So, the short term high in the EUR/USD seemed to be have been confirmed just below the 1.3700 level.
I know it’s often much easier spotting these after the event.
But let’s say you were following the EUR/USD 1 hour chart last Thursday evening.
When you saw the third high (the right hand shoulder) on the right hand side of your chart.
You could have been thinking this could be a Head and Shoulders forming
You wouldn’t know for sure but you might have started to watch whether the price would turn down from there.
And sure enough, at 11am on Thursday, the third high of 1.3680 turned out to be a bearish red candlestick.
It would have been another clue.
And if you were an aggressive trader you could have entered a sell trade at the end of that candlestick.
To trade this you would probably have to place your stop loss above the third high.
That would have been around 100 pips above your entry price.

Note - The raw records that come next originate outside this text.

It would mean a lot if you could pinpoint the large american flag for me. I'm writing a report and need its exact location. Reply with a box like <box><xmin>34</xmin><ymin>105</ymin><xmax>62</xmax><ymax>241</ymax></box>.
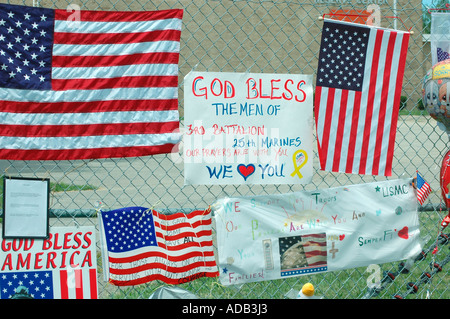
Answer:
<box><xmin>0</xmin><ymin>268</ymin><xmax>98</xmax><ymax>299</ymax></box>
<box><xmin>315</xmin><ymin>19</ymin><xmax>409</xmax><ymax>176</ymax></box>
<box><xmin>0</xmin><ymin>4</ymin><xmax>183</xmax><ymax>160</ymax></box>
<box><xmin>101</xmin><ymin>207</ymin><xmax>219</xmax><ymax>286</ymax></box>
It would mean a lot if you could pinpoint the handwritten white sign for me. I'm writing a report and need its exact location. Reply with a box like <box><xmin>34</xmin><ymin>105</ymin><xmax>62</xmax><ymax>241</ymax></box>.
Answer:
<box><xmin>212</xmin><ymin>179</ymin><xmax>421</xmax><ymax>285</ymax></box>
<box><xmin>183</xmin><ymin>72</ymin><xmax>313</xmax><ymax>184</ymax></box>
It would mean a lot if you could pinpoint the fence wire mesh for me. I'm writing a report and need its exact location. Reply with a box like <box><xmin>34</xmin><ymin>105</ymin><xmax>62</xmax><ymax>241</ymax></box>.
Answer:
<box><xmin>0</xmin><ymin>0</ymin><xmax>450</xmax><ymax>299</ymax></box>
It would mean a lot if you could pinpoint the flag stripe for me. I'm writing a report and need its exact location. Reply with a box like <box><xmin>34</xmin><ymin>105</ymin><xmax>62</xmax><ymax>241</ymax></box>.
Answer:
<box><xmin>59</xmin><ymin>270</ymin><xmax>69</xmax><ymax>299</ymax></box>
<box><xmin>0</xmin><ymin>133</ymin><xmax>178</xmax><ymax>150</ymax></box>
<box><xmin>53</xmin><ymin>41</ymin><xmax>180</xmax><ymax>57</ymax></box>
<box><xmin>74</xmin><ymin>268</ymin><xmax>83</xmax><ymax>299</ymax></box>
<box><xmin>109</xmin><ymin>269</ymin><xmax>217</xmax><ymax>286</ymax></box>
<box><xmin>0</xmin><ymin>122</ymin><xmax>179</xmax><ymax>137</ymax></box>
<box><xmin>109</xmin><ymin>259</ymin><xmax>216</xmax><ymax>275</ymax></box>
<box><xmin>52</xmin><ymin>52</ymin><xmax>179</xmax><ymax>68</ymax></box>
<box><xmin>53</xmin><ymin>64</ymin><xmax>178</xmax><ymax>79</ymax></box>
<box><xmin>0</xmin><ymin>4</ymin><xmax>183</xmax><ymax>160</ymax></box>
<box><xmin>359</xmin><ymin>30</ymin><xmax>383</xmax><ymax>174</ymax></box>
<box><xmin>0</xmin><ymin>143</ymin><xmax>178</xmax><ymax>161</ymax></box>
<box><xmin>344</xmin><ymin>91</ymin><xmax>361</xmax><ymax>174</ymax></box>
<box><xmin>52</xmin><ymin>76</ymin><xmax>178</xmax><ymax>91</ymax></box>
<box><xmin>109</xmin><ymin>247</ymin><xmax>214</xmax><ymax>264</ymax></box>
<box><xmin>54</xmin><ymin>30</ymin><xmax>181</xmax><ymax>44</ymax></box>
<box><xmin>386</xmin><ymin>33</ymin><xmax>410</xmax><ymax>176</ymax></box>
<box><xmin>55</xmin><ymin>9</ymin><xmax>183</xmax><ymax>22</ymax></box>
<box><xmin>89</xmin><ymin>268</ymin><xmax>98</xmax><ymax>299</ymax></box>
<box><xmin>372</xmin><ymin>32</ymin><xmax>396</xmax><ymax>175</ymax></box>
<box><xmin>332</xmin><ymin>90</ymin><xmax>348</xmax><ymax>171</ymax></box>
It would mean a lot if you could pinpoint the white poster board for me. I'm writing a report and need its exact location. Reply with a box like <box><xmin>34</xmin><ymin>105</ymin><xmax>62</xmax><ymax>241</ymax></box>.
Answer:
<box><xmin>3</xmin><ymin>177</ymin><xmax>50</xmax><ymax>238</ymax></box>
<box><xmin>183</xmin><ymin>72</ymin><xmax>313</xmax><ymax>185</ymax></box>
<box><xmin>212</xmin><ymin>179</ymin><xmax>421</xmax><ymax>285</ymax></box>
<box><xmin>0</xmin><ymin>226</ymin><xmax>98</xmax><ymax>299</ymax></box>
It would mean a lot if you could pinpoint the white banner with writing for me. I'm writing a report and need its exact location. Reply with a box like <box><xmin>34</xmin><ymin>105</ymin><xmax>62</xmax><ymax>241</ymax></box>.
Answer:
<box><xmin>212</xmin><ymin>179</ymin><xmax>421</xmax><ymax>285</ymax></box>
<box><xmin>183</xmin><ymin>72</ymin><xmax>313</xmax><ymax>185</ymax></box>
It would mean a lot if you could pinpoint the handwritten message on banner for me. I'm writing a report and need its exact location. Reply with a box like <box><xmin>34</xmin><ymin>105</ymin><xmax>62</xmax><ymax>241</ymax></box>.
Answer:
<box><xmin>0</xmin><ymin>227</ymin><xmax>98</xmax><ymax>299</ymax></box>
<box><xmin>183</xmin><ymin>72</ymin><xmax>313</xmax><ymax>184</ymax></box>
<box><xmin>213</xmin><ymin>179</ymin><xmax>421</xmax><ymax>285</ymax></box>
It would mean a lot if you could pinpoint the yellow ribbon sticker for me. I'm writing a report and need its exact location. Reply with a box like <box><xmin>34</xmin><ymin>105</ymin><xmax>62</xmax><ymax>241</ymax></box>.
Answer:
<box><xmin>291</xmin><ymin>150</ymin><xmax>308</xmax><ymax>178</ymax></box>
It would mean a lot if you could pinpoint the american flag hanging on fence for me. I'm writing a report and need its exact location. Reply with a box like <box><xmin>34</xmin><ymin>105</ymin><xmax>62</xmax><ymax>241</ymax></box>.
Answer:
<box><xmin>101</xmin><ymin>207</ymin><xmax>219</xmax><ymax>286</ymax></box>
<box><xmin>0</xmin><ymin>4</ymin><xmax>183</xmax><ymax>160</ymax></box>
<box><xmin>436</xmin><ymin>48</ymin><xmax>450</xmax><ymax>62</ymax></box>
<box><xmin>315</xmin><ymin>19</ymin><xmax>409</xmax><ymax>176</ymax></box>
<box><xmin>417</xmin><ymin>173</ymin><xmax>431</xmax><ymax>205</ymax></box>
<box><xmin>0</xmin><ymin>268</ymin><xmax>97</xmax><ymax>299</ymax></box>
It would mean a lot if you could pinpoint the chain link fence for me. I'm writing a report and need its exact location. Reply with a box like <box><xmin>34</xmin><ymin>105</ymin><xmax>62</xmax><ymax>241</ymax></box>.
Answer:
<box><xmin>0</xmin><ymin>0</ymin><xmax>450</xmax><ymax>299</ymax></box>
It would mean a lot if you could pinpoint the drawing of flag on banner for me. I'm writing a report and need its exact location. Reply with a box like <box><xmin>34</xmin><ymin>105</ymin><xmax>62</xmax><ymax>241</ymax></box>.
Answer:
<box><xmin>0</xmin><ymin>268</ymin><xmax>97</xmax><ymax>299</ymax></box>
<box><xmin>417</xmin><ymin>173</ymin><xmax>431</xmax><ymax>205</ymax></box>
<box><xmin>101</xmin><ymin>207</ymin><xmax>219</xmax><ymax>286</ymax></box>
<box><xmin>437</xmin><ymin>48</ymin><xmax>450</xmax><ymax>62</ymax></box>
<box><xmin>0</xmin><ymin>4</ymin><xmax>183</xmax><ymax>160</ymax></box>
<box><xmin>315</xmin><ymin>19</ymin><xmax>409</xmax><ymax>176</ymax></box>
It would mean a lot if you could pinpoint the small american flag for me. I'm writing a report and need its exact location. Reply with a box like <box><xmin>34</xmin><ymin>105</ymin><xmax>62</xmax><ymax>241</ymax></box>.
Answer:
<box><xmin>417</xmin><ymin>173</ymin><xmax>431</xmax><ymax>205</ymax></box>
<box><xmin>436</xmin><ymin>48</ymin><xmax>450</xmax><ymax>62</ymax></box>
<box><xmin>0</xmin><ymin>4</ymin><xmax>183</xmax><ymax>160</ymax></box>
<box><xmin>315</xmin><ymin>19</ymin><xmax>409</xmax><ymax>176</ymax></box>
<box><xmin>279</xmin><ymin>233</ymin><xmax>327</xmax><ymax>276</ymax></box>
<box><xmin>101</xmin><ymin>207</ymin><xmax>219</xmax><ymax>286</ymax></box>
<box><xmin>0</xmin><ymin>268</ymin><xmax>97</xmax><ymax>299</ymax></box>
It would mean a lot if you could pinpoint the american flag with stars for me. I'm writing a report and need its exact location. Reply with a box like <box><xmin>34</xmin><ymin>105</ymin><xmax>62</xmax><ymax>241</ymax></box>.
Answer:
<box><xmin>417</xmin><ymin>173</ymin><xmax>431</xmax><ymax>205</ymax></box>
<box><xmin>0</xmin><ymin>268</ymin><xmax>98</xmax><ymax>299</ymax></box>
<box><xmin>436</xmin><ymin>48</ymin><xmax>450</xmax><ymax>62</ymax></box>
<box><xmin>100</xmin><ymin>207</ymin><xmax>219</xmax><ymax>286</ymax></box>
<box><xmin>0</xmin><ymin>4</ymin><xmax>183</xmax><ymax>160</ymax></box>
<box><xmin>315</xmin><ymin>19</ymin><xmax>409</xmax><ymax>176</ymax></box>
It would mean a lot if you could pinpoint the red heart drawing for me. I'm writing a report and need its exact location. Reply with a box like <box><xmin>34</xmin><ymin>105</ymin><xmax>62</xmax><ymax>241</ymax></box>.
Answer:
<box><xmin>238</xmin><ymin>164</ymin><xmax>255</xmax><ymax>180</ymax></box>
<box><xmin>398</xmin><ymin>226</ymin><xmax>409</xmax><ymax>239</ymax></box>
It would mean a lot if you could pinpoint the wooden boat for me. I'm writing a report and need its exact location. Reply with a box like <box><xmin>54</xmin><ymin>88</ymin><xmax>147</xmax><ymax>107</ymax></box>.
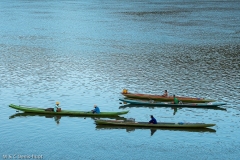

But you may have wanted to wait for another confirmation of the market turn before placing your sell trade.
So, you may have waited until there was another bearish candlestick and that duly came at 6pm on Thursday when the 5pm candlestick closed.
That’s the candlestick marked by the cross hair on the next chart below.
If you’d have gotten in then, that would have given you a sell price of 1.3584.
And you could have placed your stop loss order above the middle ‘head’ high to give the trade room to move that would have been around 130 pips above the entry price.
But to make this trade worthwhile you would have needed a profit target at least as big as your stop loss.
You see you have to make sure you have an adequate potential reward for taking 130 pips of risk.
So, you would have been looking for at least 130 pips profit on the trade.
And if you had done so you would have been rewarded the EUR/USD fell all day Friday!
In fact, it dropped almost 200 pips.
So, there was plenty of profit in this trade.
And it continued falling on Monday almost another 200 pips!
It’s a great example of a classic chart pattern operating exactly as you’d expect it to.
And it just shows that it really can be very worthwhile studying the patterns like we often do in Round Up.